Monday, May 25, 2009

American's Idle

So did you see the American Idol finale on Wednesday? Wow. The finale of AI is always like a 1970s variety show. A whole bunch of different acts doing their thing with a fair number of them from years and years ago. The only real difference between the AI finale and the 1970s variety show is that AI was relatively entertaining.

Can we just start with KISS? What are these guys? 80? 90? They've been doing "Rock and Roll All Night" for like 40 years! But that's the good thing about performing with all of that face makeup on, I guess. That part of being old, the whole looking old thing, doesn't show. I was amazed that they could all still stand on those 12-inch platform boots/shoes things that they wear. They're old enough, you'd think that they'd be having the vertigo or something. But hey, for those of us who never got to see KISS perform live, well, consider that performance seeing them sort of live. Still alive! There we go.


But really, the most surprising part of the evening for me was when Barbara Walters came out to sing "Do You Think I'm Sexy". Wait. What? That wasn't Barbara Walters? That was Rod Stewart?! Good Lord. (And sporting a lovely plaid sportscoat as well!) They had all of the failed Idols doing a group number of 'Do You Think I'm Sexy', a huge hit for Rod back in the days when he could legitimately ask that question (and could sing without shouting or sounding like he needed to hack a phlegm boulder out of his esophagus). But on American Idol, he looked like he should have been singing 'Do You Think I'm Elderly'. He's aged a bit, that's all I'm sayin'. So much that if question is posed "Do You Think I'm Sexy" the answer could be a variety of things, but none of them would be 'Yes". Even the lyrics "If you want my body and you think I'm sexy" would seem to be aptly followed by "...you were likely born during the Hoover administration." Or even "...then you're going to need to adjust your horizontal hold."


And he shouted sang my favorite Rod Stewart song, Maggie May, which starts out "Wake up, Maggie. I think I've got something to say to you." But watching Rod Stewart, the apparent octogenarian, sing those lyrics, I felt like it should have been, "Wake up, Maggie.
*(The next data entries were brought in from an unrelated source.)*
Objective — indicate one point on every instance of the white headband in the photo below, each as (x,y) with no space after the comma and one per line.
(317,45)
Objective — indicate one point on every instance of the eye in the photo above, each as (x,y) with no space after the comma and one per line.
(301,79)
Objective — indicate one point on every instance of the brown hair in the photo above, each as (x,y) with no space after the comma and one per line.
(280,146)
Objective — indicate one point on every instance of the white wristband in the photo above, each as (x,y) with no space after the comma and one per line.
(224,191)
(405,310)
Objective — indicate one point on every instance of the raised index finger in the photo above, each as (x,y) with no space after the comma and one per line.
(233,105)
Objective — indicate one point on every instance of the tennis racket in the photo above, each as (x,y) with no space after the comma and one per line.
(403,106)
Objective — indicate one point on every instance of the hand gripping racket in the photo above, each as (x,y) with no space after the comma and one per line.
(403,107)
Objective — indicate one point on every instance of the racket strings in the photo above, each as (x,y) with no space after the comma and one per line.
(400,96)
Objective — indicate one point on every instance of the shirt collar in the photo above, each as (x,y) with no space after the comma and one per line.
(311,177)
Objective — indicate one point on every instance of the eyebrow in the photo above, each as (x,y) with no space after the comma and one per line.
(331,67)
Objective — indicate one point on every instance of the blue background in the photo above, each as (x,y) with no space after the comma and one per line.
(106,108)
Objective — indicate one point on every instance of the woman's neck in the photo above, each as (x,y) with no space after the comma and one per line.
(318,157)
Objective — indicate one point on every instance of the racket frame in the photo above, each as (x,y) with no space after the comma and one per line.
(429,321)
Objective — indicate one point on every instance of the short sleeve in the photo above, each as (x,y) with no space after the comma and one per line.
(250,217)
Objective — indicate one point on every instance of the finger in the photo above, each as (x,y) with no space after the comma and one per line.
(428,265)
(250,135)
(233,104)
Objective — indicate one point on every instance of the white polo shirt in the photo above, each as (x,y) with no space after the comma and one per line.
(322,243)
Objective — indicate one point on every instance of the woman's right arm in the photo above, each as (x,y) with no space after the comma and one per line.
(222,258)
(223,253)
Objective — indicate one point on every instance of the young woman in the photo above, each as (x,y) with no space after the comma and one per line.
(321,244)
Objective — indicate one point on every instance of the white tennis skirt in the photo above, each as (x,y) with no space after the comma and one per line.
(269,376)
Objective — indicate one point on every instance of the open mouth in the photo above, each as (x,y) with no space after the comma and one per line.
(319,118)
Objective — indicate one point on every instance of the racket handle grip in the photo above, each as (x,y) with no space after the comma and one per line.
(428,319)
It's time to take our pills." Perhaps "Wake up, Maggie. Where's my robe? When's lunch? Did you steal my hat?" Rod probably could have used some of the left over face paint from KISS. Oh, wait. That's right. There wasn't any left over. My mistake.

He stumbled a couple of times. I was worried he might fall and break a hip. He just didn't look all that great, I'm just saying. And when you're old and you look old and you're kind of stumbling old, it's just not right. Odd Stewart was more like it.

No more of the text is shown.